We have a gRPC application deployed in a cluster (v 1.17.6) with Istio (v 1.6.2) setup. The cluster has istio-ingressgateway setup as the edge LB, with SSL termination. The istio-ingressgateway is fronted by an AWS ELB (classic LB) in passthrough mode. This setup is fully functional and the traffic flows as intended, in general. So the setup looks like:
ELB => istio-ingressgateway => virtual service => app service => [(envoy)pods]
We are running load tests on this setup using GHZ (ghz.sh), running external to the application cluster. From the tests we’ve run, we have observed that each of the app container seems to get about 300 RPS routed to it, no matter the configuration of the GHZ test.
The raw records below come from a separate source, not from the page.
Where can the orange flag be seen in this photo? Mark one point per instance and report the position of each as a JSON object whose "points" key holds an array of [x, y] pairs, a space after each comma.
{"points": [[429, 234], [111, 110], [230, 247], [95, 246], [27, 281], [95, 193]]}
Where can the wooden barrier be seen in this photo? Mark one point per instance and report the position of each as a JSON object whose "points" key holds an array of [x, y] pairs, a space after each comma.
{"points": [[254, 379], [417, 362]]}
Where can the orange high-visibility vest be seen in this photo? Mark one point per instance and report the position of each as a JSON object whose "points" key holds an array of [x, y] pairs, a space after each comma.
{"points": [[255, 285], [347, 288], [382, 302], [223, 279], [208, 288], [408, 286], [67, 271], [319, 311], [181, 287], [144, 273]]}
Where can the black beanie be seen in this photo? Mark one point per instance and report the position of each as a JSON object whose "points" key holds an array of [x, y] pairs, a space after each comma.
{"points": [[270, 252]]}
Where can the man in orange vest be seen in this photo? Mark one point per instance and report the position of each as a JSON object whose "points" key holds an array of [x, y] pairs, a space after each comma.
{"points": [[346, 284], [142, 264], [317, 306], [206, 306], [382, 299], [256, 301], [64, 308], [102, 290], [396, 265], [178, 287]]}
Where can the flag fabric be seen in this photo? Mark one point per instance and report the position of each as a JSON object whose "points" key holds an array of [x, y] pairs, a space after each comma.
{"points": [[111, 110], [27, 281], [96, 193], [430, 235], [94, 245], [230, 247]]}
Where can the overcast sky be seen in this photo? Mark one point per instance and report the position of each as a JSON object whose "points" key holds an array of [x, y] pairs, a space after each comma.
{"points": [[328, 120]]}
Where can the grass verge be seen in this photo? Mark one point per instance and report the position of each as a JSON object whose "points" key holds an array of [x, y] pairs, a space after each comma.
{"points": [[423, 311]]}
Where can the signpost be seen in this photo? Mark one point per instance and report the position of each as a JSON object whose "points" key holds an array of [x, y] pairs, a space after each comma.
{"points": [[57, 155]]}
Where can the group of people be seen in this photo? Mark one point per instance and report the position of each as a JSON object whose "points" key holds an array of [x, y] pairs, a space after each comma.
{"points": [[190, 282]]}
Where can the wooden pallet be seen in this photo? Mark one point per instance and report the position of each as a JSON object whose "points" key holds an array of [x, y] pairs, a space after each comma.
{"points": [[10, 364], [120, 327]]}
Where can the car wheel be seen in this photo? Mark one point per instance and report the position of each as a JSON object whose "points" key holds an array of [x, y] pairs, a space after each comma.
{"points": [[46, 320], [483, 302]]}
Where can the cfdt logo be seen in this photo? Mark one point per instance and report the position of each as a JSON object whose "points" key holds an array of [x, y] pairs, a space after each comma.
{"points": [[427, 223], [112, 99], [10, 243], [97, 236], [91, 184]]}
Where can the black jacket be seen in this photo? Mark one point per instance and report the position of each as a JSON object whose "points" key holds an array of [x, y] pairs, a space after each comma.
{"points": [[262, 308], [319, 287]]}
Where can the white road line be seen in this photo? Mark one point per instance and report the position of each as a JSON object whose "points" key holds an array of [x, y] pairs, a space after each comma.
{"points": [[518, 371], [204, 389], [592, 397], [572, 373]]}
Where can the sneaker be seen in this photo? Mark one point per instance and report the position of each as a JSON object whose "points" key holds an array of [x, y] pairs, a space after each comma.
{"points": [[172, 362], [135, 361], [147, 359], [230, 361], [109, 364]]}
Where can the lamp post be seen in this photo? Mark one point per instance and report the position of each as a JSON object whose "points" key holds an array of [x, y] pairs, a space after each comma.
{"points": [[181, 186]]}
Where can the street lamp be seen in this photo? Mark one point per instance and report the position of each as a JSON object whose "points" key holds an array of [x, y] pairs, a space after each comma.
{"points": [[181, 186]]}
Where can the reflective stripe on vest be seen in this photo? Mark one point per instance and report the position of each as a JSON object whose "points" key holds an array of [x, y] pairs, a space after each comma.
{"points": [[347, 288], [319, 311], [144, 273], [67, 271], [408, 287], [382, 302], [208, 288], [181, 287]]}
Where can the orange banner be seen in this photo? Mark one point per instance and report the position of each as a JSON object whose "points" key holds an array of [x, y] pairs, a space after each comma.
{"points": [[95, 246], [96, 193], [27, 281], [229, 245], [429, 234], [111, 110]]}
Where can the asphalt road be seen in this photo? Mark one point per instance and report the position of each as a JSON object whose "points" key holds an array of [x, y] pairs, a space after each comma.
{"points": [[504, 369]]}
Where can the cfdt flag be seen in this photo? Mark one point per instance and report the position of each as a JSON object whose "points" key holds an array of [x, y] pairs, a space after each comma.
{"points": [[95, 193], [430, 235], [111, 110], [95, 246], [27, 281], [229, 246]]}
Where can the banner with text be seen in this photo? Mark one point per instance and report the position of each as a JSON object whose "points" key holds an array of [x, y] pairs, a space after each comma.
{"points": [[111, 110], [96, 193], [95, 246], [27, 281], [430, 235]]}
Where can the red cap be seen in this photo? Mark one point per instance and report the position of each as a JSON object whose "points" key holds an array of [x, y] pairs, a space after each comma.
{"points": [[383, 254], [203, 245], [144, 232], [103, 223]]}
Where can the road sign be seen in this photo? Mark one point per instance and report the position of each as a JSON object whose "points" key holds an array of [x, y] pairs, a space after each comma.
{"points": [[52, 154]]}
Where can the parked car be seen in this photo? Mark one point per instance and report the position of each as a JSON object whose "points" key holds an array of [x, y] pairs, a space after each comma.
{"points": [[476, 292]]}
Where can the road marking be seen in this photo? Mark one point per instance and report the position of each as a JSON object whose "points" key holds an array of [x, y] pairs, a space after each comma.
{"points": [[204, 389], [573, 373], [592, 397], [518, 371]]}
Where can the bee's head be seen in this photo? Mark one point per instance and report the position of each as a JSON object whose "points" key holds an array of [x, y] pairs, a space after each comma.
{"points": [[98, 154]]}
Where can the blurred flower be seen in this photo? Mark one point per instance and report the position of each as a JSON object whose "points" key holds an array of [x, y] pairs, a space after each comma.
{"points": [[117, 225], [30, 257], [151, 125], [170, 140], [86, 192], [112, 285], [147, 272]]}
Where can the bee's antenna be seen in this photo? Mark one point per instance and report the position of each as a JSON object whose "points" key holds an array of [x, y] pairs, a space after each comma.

For reference, we have tried various combos of --concurrency and --connection settings for the tests. This ~300 RPS is lower than what we expect from the app and, hence, requires a lot more PODs to provide the required throughput.
We are really interested in understanding the details of the physical connection (gRPC/HTTP2) setup in this case, all the way from the ELB to the app/envoy and the details of the load balancing being done. Of particular interest is the the case when the same client, GHZ e.g., opens up multiple connections (specified via the --connection option). We have looked at Kiali and it doesn’t give us the appropriate visibility.
Questions:
- How can we get visibility into the physical connections being setup from the ingress gateway to the pod/proxy?
- How is the “per request gRPC” load balancing happening?
- What options might exist to optimize the various components involved in this setup?
Thanks.